Midwestern Pet Foods Inc. responded to a request for comment on Thursday with reference to the company’s recall announcement, which had been shared by the FDA.

No illnesses were reported in cats or people on Wednesday. The FDA said it was “carrying out follow-up activities in the manufacturing plant” where the food is produced, and warned that the number of cases and the scope of the recall could increase. Vets have been encouraged to report any new cases, especially those that have been confirmed by diagnostic testing.

The recall includes Sportmix Energy Plus in 50 and 44 pound bags; Sportmix Premium High Energy in 50 and 44 lb bags; and Sportmix Original Cat in 31 and 15 lb bags. Retailers have been instructed not to sell or give away the affected feed.

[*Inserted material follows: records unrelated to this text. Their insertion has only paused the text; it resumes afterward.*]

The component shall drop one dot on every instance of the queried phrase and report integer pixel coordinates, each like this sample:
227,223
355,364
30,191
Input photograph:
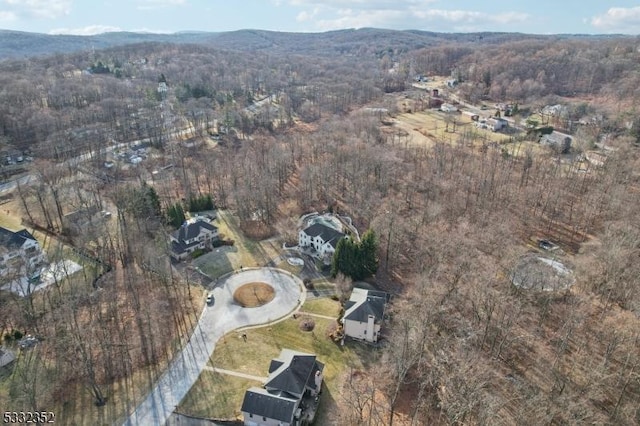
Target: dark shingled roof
364,303
14,240
295,371
189,231
259,402
327,233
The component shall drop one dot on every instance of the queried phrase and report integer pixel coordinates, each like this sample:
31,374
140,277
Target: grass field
254,356
245,252
323,306
216,396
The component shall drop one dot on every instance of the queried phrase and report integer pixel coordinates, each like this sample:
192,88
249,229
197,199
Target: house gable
294,374
191,236
260,403
364,313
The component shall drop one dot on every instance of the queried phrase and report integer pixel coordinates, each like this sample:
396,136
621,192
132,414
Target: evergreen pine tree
369,247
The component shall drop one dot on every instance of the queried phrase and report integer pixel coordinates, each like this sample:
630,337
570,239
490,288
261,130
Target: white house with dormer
20,254
364,313
320,239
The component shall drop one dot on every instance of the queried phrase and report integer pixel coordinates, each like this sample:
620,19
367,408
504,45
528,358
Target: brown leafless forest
464,346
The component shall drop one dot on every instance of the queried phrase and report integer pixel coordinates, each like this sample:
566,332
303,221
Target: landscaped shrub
308,284
307,324
197,253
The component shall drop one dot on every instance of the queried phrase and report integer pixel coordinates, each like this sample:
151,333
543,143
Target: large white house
20,254
321,239
289,396
192,235
364,313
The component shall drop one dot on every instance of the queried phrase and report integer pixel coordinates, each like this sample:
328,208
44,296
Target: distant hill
17,44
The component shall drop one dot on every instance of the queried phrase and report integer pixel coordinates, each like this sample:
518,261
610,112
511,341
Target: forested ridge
276,136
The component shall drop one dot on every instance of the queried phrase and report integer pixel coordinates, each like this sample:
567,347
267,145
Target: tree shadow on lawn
217,262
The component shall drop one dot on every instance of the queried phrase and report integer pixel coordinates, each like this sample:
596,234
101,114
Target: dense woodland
465,345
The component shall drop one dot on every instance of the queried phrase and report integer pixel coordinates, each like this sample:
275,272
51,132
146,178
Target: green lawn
254,356
294,269
216,396
323,306
245,251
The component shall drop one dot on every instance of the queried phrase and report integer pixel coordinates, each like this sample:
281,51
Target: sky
85,17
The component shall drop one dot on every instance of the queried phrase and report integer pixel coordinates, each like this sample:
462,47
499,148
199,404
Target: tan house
321,239
290,394
364,313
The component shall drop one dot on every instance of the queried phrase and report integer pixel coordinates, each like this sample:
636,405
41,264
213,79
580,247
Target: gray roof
14,240
260,402
328,234
363,303
191,230
292,372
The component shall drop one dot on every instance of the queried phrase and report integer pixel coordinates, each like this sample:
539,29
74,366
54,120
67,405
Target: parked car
210,300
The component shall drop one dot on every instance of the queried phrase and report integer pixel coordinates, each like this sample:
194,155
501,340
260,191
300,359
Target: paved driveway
224,316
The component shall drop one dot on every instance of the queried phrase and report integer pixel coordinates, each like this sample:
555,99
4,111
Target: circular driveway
288,295
224,316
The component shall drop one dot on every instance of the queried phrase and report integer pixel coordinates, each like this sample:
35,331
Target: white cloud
469,17
158,4
619,20
6,16
327,15
48,9
363,4
88,30
307,16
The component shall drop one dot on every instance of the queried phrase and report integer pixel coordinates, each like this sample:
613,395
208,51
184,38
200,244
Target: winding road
217,320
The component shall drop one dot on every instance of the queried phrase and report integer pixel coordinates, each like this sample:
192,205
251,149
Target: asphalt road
217,320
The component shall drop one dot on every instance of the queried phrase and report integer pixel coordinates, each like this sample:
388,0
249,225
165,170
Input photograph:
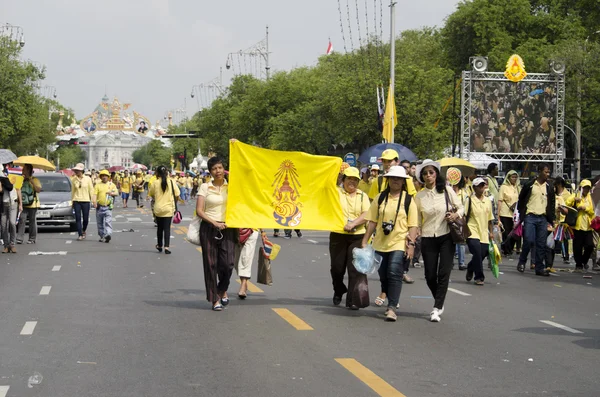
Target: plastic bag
365,260
492,250
550,241
194,231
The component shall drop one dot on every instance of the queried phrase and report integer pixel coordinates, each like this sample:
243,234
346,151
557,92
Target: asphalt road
122,320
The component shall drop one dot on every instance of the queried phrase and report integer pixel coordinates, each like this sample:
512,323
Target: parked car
56,207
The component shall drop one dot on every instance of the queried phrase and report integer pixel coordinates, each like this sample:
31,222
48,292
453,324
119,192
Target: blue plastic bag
365,260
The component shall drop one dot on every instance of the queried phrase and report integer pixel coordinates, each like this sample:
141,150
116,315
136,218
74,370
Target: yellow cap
352,172
389,154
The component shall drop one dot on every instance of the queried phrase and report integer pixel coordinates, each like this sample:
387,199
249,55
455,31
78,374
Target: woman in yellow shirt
355,204
507,201
480,216
396,232
217,240
164,192
82,190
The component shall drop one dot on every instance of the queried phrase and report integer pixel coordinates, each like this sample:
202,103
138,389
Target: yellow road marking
367,376
294,320
251,286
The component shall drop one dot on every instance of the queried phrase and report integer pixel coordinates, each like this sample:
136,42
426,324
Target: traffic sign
350,158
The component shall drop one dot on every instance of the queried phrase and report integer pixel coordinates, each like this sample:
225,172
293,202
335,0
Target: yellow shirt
585,214
126,182
353,207
480,215
509,195
538,200
432,211
374,190
36,201
82,189
102,190
396,240
164,202
364,186
215,200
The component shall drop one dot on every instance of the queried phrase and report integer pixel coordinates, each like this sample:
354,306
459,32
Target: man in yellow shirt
104,193
537,210
126,183
583,239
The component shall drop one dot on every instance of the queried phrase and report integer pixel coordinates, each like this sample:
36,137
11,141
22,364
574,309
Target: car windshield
54,184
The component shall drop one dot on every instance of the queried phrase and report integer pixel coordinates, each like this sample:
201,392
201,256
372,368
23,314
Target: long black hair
163,174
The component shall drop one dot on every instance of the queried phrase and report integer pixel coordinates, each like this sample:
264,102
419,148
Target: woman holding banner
355,204
217,240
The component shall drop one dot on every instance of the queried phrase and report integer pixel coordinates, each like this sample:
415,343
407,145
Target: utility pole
392,55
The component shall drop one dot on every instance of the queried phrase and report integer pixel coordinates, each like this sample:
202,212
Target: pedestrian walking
164,192
29,193
480,218
10,190
583,239
393,217
104,193
355,204
217,240
537,207
82,189
507,203
437,205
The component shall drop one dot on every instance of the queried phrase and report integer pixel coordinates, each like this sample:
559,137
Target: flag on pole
390,119
329,48
271,189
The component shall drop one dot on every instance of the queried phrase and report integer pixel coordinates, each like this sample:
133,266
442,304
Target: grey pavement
122,320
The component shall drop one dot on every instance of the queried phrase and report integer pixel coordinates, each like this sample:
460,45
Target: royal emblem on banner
286,206
515,69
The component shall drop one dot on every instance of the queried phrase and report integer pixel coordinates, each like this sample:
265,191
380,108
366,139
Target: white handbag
194,231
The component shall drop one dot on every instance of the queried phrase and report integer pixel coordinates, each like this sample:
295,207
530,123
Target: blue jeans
82,210
391,272
535,231
104,221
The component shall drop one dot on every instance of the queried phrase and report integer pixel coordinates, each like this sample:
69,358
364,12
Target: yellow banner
271,189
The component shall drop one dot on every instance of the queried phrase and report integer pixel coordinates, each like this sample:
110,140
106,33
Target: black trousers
583,247
340,251
218,259
438,258
163,230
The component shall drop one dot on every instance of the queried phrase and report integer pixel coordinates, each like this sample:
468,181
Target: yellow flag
271,189
390,118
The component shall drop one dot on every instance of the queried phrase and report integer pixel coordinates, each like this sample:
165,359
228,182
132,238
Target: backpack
27,193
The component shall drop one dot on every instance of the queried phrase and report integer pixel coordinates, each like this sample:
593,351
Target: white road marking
563,327
45,290
458,292
28,328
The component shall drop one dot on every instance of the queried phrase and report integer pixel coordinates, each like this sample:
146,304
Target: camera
387,227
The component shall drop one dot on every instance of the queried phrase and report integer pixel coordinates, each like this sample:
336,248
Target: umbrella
36,162
463,165
139,167
6,156
374,152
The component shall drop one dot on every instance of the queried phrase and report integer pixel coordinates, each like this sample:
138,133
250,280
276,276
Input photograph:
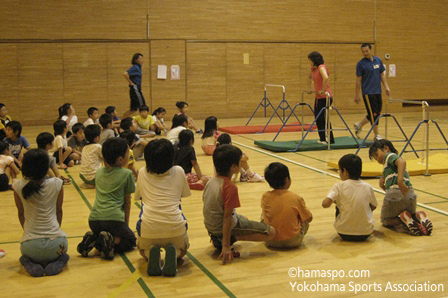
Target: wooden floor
387,257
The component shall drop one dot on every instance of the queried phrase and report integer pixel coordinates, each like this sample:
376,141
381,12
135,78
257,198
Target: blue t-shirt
371,75
135,74
15,147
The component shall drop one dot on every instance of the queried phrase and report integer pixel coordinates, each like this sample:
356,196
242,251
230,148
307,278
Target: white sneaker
255,178
357,129
377,138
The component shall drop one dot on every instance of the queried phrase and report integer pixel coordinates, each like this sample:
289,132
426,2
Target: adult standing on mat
134,77
370,73
319,75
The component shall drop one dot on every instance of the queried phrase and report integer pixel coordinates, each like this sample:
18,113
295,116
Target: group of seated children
167,178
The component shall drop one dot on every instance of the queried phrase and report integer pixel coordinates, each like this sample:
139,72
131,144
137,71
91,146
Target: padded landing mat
438,164
259,128
309,145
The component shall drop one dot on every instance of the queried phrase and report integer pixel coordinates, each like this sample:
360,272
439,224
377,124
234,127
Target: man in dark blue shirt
134,78
370,73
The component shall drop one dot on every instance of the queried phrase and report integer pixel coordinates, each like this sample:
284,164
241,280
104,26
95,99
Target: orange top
285,211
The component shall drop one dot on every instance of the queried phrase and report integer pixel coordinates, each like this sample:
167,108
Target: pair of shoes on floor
419,227
377,138
255,178
170,266
87,244
197,186
357,129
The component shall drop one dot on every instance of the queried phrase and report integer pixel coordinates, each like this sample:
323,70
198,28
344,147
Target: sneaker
106,242
87,243
425,223
410,223
255,178
34,269
243,175
170,267
154,262
377,138
56,267
357,129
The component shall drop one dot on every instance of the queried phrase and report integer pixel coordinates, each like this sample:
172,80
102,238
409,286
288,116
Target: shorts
373,103
243,227
180,242
290,243
208,149
394,203
44,250
136,95
4,182
66,161
91,182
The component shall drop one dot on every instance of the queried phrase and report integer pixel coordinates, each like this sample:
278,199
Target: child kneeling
220,199
161,186
109,218
354,201
283,209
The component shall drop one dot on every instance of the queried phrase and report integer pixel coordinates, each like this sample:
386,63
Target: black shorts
4,182
117,229
136,95
373,103
66,161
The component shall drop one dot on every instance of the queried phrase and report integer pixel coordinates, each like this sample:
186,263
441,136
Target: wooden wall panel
165,93
9,81
85,76
119,56
245,82
40,76
206,84
289,20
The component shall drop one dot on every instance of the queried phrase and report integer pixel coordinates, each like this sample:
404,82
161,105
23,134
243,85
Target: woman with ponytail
39,204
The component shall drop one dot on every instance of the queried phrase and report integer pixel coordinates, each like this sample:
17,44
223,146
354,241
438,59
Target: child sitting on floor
39,204
354,200
8,169
210,135
92,156
400,201
186,158
161,186
220,199
246,174
109,218
283,209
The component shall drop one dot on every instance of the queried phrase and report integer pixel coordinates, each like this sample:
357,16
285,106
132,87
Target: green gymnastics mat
310,145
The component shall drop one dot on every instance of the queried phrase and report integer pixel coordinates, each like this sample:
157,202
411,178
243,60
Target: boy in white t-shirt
161,186
92,157
354,200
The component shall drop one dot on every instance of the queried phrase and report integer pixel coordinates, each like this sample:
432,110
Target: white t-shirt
161,195
40,210
91,161
173,135
5,161
90,121
72,122
353,197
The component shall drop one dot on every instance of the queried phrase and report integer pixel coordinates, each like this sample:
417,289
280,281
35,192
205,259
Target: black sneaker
87,243
106,241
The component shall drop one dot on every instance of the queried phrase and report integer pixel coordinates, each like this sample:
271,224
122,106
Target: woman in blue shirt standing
134,77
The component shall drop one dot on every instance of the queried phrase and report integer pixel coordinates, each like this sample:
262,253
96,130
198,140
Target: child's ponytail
34,168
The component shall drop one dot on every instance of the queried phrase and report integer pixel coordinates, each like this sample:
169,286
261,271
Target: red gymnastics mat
259,128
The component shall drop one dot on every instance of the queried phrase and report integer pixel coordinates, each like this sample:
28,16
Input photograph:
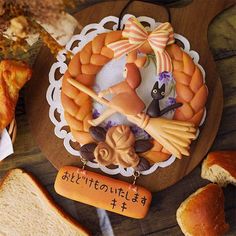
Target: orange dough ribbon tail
136,35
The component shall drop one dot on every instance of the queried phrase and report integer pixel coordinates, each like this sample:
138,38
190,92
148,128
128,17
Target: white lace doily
56,113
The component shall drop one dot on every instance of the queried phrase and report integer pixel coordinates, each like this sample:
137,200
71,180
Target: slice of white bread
202,213
27,209
220,167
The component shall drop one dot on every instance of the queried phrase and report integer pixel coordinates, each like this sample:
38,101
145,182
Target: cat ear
163,88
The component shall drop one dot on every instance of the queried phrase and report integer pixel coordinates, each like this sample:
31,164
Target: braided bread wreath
191,90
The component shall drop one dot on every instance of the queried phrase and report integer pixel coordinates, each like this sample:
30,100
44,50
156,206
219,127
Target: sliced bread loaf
27,209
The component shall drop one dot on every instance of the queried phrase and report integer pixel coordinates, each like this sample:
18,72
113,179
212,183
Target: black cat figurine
154,107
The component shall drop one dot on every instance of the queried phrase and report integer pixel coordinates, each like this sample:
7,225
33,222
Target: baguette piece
202,213
27,209
220,167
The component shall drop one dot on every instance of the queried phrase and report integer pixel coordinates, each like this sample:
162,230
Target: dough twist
191,91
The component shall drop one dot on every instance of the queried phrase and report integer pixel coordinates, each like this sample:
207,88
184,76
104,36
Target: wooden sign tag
102,192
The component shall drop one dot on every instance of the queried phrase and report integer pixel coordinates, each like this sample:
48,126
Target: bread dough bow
136,36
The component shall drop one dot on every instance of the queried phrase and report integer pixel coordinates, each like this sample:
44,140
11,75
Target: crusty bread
220,167
27,209
202,213
13,76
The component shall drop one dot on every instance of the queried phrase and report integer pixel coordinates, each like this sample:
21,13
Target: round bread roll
202,213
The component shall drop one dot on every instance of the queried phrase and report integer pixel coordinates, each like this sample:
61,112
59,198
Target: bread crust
82,230
202,213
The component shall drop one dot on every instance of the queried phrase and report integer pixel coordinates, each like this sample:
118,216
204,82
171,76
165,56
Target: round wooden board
184,20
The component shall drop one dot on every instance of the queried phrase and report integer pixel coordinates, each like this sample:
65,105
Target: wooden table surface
161,218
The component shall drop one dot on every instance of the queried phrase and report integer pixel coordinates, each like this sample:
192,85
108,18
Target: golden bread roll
220,167
202,213
13,76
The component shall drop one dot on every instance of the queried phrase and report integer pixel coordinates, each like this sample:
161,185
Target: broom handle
93,95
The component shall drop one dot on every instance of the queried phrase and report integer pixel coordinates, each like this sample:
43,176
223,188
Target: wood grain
161,218
162,178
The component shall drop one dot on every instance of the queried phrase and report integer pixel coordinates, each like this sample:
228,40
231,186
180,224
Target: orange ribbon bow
137,35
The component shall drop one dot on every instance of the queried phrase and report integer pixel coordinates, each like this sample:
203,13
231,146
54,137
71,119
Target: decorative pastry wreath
117,145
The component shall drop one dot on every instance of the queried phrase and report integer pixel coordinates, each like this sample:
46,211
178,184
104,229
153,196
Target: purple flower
139,132
165,77
96,114
170,101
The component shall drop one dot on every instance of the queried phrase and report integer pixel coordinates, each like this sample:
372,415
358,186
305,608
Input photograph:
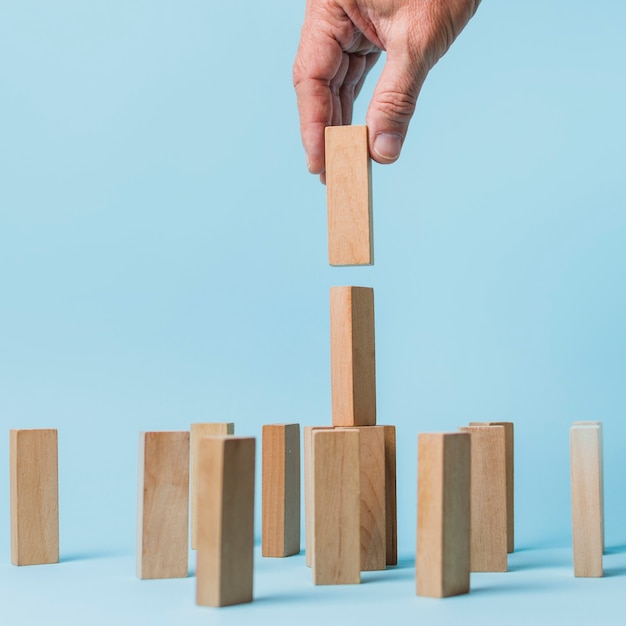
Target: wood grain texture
586,484
197,431
353,358
349,196
224,571
489,521
280,530
163,505
34,496
336,508
443,515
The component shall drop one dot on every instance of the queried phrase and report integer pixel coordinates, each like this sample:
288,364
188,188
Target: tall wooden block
585,462
489,520
281,490
336,507
197,431
349,196
352,354
224,572
34,495
443,515
163,505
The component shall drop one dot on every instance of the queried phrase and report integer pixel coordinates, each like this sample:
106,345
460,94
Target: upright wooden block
163,505
349,196
224,572
197,431
585,461
443,515
34,489
281,490
336,508
352,354
489,520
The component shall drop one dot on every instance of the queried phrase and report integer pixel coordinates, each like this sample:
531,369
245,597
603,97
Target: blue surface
163,261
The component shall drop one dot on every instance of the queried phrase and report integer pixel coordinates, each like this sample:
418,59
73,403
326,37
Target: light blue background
163,261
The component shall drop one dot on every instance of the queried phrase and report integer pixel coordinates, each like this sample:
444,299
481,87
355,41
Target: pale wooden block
281,490
34,496
197,431
352,354
586,483
489,520
224,571
443,515
336,509
349,196
163,505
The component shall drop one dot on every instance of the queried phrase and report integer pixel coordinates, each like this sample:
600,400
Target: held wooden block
336,508
349,196
352,355
224,572
443,515
281,490
489,521
198,431
34,489
585,458
163,505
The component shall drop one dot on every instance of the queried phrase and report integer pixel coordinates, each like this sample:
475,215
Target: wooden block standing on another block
224,572
163,505
352,355
586,478
349,196
34,488
443,515
281,490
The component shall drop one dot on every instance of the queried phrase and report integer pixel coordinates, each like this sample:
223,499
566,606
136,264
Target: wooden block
585,458
224,572
34,489
489,521
163,505
349,196
281,490
198,431
443,515
336,508
352,354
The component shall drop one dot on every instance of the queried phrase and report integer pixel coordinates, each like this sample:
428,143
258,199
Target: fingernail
388,145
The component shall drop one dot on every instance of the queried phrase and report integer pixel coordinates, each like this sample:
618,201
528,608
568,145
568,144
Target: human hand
341,41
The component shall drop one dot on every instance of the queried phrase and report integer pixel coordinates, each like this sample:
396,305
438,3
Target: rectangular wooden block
489,520
163,505
281,490
352,355
336,507
197,431
224,572
349,196
443,515
586,482
34,496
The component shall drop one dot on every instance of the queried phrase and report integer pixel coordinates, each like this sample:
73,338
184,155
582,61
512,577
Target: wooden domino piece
586,484
34,496
349,196
197,431
336,507
280,530
352,354
443,515
224,570
163,505
489,520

Pets poisoned with aflatoxin may show symptoms such as laziness, loss of appetite, vomiting, diarrhea, or jaundice – a yellow tint in the eyes, gums, or skin due to liver damage . People whose pets have eaten the recalled foods should stop feeding them and contact a veterinarian, especially if their pets are showing symptoms of the disease, the FDA said.

The FDA also suggested using bleach to disinfect pet food storage bowls, spoons, and containers if the recalled food is consumed.

There is no evidence that pet owners who handle food containing aflatoxin are at risk of poisoning, but the FDA has suggested that they wash their hands after handling their pet’s food.